[<prev] [next>] [<thread-prev] [thread-next>] [day] [month] [year] [list]
Message-ID: <CAHk-=wgo9iEZ20wB4rOpt6h36Dymudqf6HXww1N094bVoqyMmg@mail.gmail.com>
Date: Mon, 29 Jul 2024 12:27:05 -0700
From: Linus Torvalds <torvalds@...ux-foundation.org>
To: Dmitry Torokhov <dmitry.torokhov@...il.com>
Cc: Greg Kroah-Hartman <gregkh@...uxfoundation.org>,
Tetsuo Handa <penguin-kernel@...ove.sakura.ne.jp>, Henrik Rydberg <rydberg@...math.org>,
"linux-input@...r.kernel.org" <linux-input@...r.kernel.org>, LKML <linux-kernel@...r.kernel.org>
Subject: Re: [PATCH (resend)] Input: MT - limit max slots
On Mon, 29 Jul 2024 at 12:12, Dmitry Torokhov <dmitry.torokhov@...il.com> wrote:
>
> OK, if you want to have limits be it. You probably want to lower from
> 1024 to 128 or something, because with 1024 slots the structure will be
> larger than one page and like I said mt->red table will be 4Mb.
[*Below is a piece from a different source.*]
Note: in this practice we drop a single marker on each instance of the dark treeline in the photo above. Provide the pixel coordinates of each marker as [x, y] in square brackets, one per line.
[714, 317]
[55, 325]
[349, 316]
So this is why subsystem maintainers should be involved and helpful.
It's hard to know what practical limits are.
That said, a 4MB allocation for some test code is nothing.
And yes, if syzbot hits other cases where the input layer just takes
user input without any limit sanity checking, those should be fixed
*too*.
"The allocation failed" is not some graceful thing. Large pointless
allocations can be very very very expensive *before* they fail,
because the VM layer will spend lots of time trying to clean things
up.
So a sane limit *UP FRONT* instead of "let's see if this random
allocation succeeds" is always the right answer when at all possible.